I think there's some truth to that. I'll admit it. I am probably one of the most clingiest things to ever exist on this planet. Gratefully, Michael is too - but given that I'm a female, six years younger, and not as "seasoned" in my dating life - I beat him on this one. 
From day one until now, we've always spent a lot of time with each other. And there have been times, when he's expressed he misses hanging out with his guy friends.. and quite frankly, I'll take it personally. There have been other times though, that I'll miss hanging out with my girls so we'll have a girls night in/out. Funny thing is, when I let Michael know that I'm going out for the day or evening, he gets sad.
So I do see a good amount of truth from that quote above.

-However-

There was something else from Ashley's blog post that spoke to me -
"...instead of always referring back to the good ol' days, continue to HAVE the good ol' days right now."

There's so much truth to this. As much as I adore my time with Michael, and love being able to have him to myself' the last thing I would ever want is to have him sit and think, "Man, I miss the good ole' days with the guys."

These guys have helped shape who Michael is today. And in some areas, probably have had more influence on him than any other group of people. They've been behind him through the bad, and have been right by his side through the good. So if they're important enough to have been with Michael through the thick and thin, then the least I can do is respect them and their time with Michael.

Happy Friday! :)

Tuesday, March 25, 2014

Respecting his family

It's been a while since I've been on here... the subject I read on after respecting his words was respecting his work. I'm going to skip over that, just to prevent any potential misunderstandings. There's nothing to misunderstand, but just in the off chance that something gets misunderstood......too sticky.

So anyways, onto respecting his family.

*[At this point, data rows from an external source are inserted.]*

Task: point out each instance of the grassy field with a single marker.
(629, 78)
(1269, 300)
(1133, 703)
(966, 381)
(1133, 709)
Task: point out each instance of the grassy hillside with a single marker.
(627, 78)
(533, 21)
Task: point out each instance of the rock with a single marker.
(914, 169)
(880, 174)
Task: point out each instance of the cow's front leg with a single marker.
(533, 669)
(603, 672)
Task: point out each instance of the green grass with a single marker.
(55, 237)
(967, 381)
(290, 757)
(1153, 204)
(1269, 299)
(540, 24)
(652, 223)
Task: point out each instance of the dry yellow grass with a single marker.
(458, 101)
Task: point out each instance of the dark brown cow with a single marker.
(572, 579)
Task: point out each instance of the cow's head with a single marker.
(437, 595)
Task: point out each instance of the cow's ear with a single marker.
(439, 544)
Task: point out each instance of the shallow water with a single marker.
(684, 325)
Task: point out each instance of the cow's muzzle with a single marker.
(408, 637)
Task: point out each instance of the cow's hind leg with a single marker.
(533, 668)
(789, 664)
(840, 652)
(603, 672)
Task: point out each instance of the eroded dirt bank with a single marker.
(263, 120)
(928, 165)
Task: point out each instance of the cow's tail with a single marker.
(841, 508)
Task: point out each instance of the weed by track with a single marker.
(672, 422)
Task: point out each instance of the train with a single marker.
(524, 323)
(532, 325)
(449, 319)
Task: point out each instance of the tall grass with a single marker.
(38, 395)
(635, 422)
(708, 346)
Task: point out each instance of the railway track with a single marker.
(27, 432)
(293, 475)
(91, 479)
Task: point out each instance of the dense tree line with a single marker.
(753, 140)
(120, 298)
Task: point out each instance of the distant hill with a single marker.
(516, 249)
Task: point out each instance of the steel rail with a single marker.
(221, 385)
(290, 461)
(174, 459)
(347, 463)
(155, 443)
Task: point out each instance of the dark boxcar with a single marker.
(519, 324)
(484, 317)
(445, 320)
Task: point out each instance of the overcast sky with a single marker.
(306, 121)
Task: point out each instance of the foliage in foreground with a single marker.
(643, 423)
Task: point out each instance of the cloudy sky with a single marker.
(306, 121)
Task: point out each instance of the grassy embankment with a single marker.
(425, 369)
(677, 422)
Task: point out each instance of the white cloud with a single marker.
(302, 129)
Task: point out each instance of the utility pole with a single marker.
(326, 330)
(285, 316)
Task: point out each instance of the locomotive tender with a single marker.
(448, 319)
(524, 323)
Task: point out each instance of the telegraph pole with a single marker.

I'm beyond grateful and blessed  to be marrying into such a wonderful family. Do not get me wrong - Michael and I come from different families. We have different backgrounds and we communicate differently. However, at the end of the day, we both have parents and families that value the same things and we place our values in the same priority - the Lord, our family, our work. And that is a huge relief! I can marry this man knowing that whatever we find important, they will find important and will support us. I can also marry this many knowing we can confide in our families and trust that they will give us sound and relevant advice.

There are times even today, that I struggle to communicate with his family comfortably.

I come from a small family - the majority of my extended family living across the country, if not across the world from me. Having just one older sibling and come high school, just one parent. And by the time my parents divorced, my brother was in college so I rarely saw him. Coming from a Korean background, we are very big on respect, and not being outspoken. So although we love to talk and have fun, we aren't overly gregarious.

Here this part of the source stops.